The telephone rang at six in the morning, which was rather early for a Sunday. Russell decided to ignore it, but Effi was worried it might be Zarah, and leapt out of bed to answer. Much to her disgust, it was for him. Rainer Duhnke was a German journalist whom Russell had known since the early thirties, and the two of them had made a habit of passing on stories which suited their own national readerships.

'I've just had a tip-off from a friend at the Alex,' Duhnke said, 'and you seemed like the right person to tell. They've just found Patrick Sullivan's body in the Tiergarten.'

Russell felt a momentary pang of sadness. 'Do you know where exactly?'

'Between the Neuer See and the Landwehrkanal. It's still there - nothing can happen until it gets light. So if you get down there now...'

'Thanks, Rainer.'

'What is it?' Effi wanted to know.

He told her as he dressed.

'Be careful,' she said.

'No need. I'm only wearing my journalist hat.'

It still seemed very dark outside, but as he turned onto Hardenberg Strasse a pale grey glow was noticeable in the eastern sky, and by the time he reached the bridge over Landwehrkanal the world was taking visible shape once more. Three black cars were already lined up on the Tiergartenufer, with one uniformed policeman standing guard. As Russell walked towards them he heard the sound of other cars approaching from the west. Turning, he saw headlights cleaving their way through the dawn twilight with the sort of abandon that only high-ranking officials could afford. And as the leading car materialised into a swish limousine generously bedecked with swastikas, it became apparent that Joseph Goebbels himself had come to examine the corpse.

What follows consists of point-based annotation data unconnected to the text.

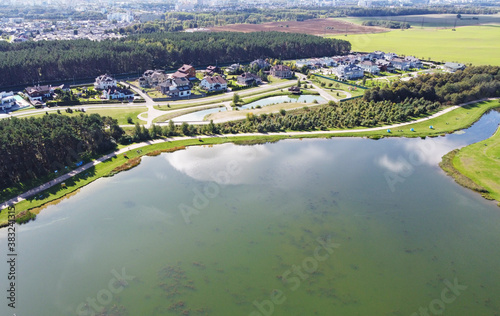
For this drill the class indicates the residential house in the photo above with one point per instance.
(389, 56)
(348, 72)
(414, 62)
(452, 67)
(281, 71)
(327, 62)
(211, 70)
(260, 63)
(304, 62)
(39, 93)
(152, 78)
(248, 79)
(295, 90)
(215, 83)
(400, 64)
(384, 65)
(176, 87)
(114, 93)
(378, 54)
(104, 82)
(7, 99)
(370, 67)
(186, 71)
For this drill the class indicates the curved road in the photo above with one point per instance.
(74, 172)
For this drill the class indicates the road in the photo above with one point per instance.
(72, 173)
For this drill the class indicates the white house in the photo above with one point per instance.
(389, 56)
(104, 82)
(260, 63)
(216, 83)
(414, 62)
(7, 99)
(400, 64)
(38, 93)
(117, 93)
(176, 87)
(304, 62)
(370, 67)
(452, 67)
(348, 72)
(248, 79)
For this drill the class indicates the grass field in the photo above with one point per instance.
(120, 114)
(432, 20)
(480, 162)
(478, 45)
(457, 119)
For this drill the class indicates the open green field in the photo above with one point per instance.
(432, 20)
(120, 114)
(478, 45)
(454, 120)
(480, 162)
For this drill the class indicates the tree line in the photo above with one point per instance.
(473, 83)
(33, 148)
(387, 24)
(32, 62)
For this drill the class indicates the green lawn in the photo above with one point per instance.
(478, 45)
(354, 91)
(120, 114)
(456, 119)
(480, 162)
(431, 20)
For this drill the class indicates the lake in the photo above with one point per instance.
(345, 226)
(198, 115)
(282, 99)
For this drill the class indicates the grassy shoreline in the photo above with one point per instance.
(479, 163)
(457, 119)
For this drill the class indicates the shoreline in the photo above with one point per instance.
(106, 164)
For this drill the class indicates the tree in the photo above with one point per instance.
(236, 99)
(185, 128)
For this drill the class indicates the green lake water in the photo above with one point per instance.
(221, 230)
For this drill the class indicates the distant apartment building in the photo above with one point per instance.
(281, 71)
(215, 83)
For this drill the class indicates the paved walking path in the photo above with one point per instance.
(74, 172)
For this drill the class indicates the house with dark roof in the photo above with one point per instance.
(259, 63)
(215, 83)
(384, 65)
(348, 72)
(39, 93)
(104, 82)
(152, 78)
(452, 67)
(176, 87)
(400, 64)
(186, 71)
(248, 78)
(211, 70)
(115, 93)
(281, 71)
(369, 67)
(414, 62)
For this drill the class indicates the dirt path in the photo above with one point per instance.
(72, 173)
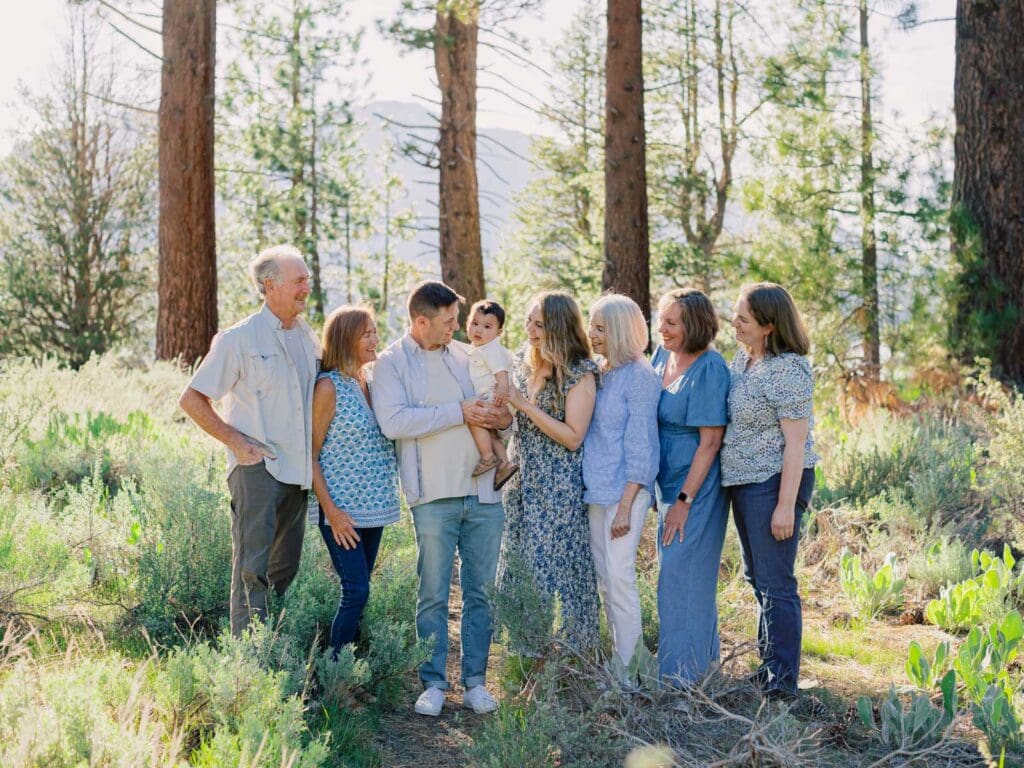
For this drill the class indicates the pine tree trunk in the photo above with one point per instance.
(186, 316)
(988, 183)
(455, 60)
(868, 242)
(627, 266)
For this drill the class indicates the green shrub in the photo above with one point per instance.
(945, 561)
(184, 565)
(929, 460)
(238, 704)
(926, 673)
(519, 733)
(918, 725)
(982, 598)
(241, 700)
(74, 443)
(42, 569)
(392, 654)
(394, 584)
(305, 611)
(985, 666)
(869, 595)
(523, 612)
(1001, 477)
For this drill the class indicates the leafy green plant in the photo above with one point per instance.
(73, 442)
(985, 655)
(870, 594)
(982, 598)
(997, 718)
(927, 672)
(919, 724)
(945, 561)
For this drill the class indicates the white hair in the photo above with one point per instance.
(266, 265)
(625, 328)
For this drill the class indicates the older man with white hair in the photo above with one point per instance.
(262, 371)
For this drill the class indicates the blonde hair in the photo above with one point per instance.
(342, 331)
(565, 341)
(625, 328)
(770, 303)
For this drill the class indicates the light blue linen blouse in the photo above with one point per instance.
(358, 462)
(777, 386)
(621, 445)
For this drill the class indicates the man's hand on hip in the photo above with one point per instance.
(249, 451)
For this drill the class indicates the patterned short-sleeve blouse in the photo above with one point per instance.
(358, 462)
(777, 386)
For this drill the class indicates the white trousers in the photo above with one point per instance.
(614, 560)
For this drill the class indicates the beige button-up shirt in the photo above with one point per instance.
(249, 370)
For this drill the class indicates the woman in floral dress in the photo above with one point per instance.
(547, 536)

Hoping to escape attention, Russell stayed where he was on the canal side of the road. Goebbels emerged from the limousine, straightened the large peaked cap that always made him look even shorter than he was, and strode energetically off across the grass in the direction indicated by the uniformed officer. In the meantime, the other cars in Goebbels' convoy had begun discharging their passengers, and these, Russell delightedly realised, were colleagues. Most seemed to be German, but he recognised at least one Swede. The press had clearly been invited.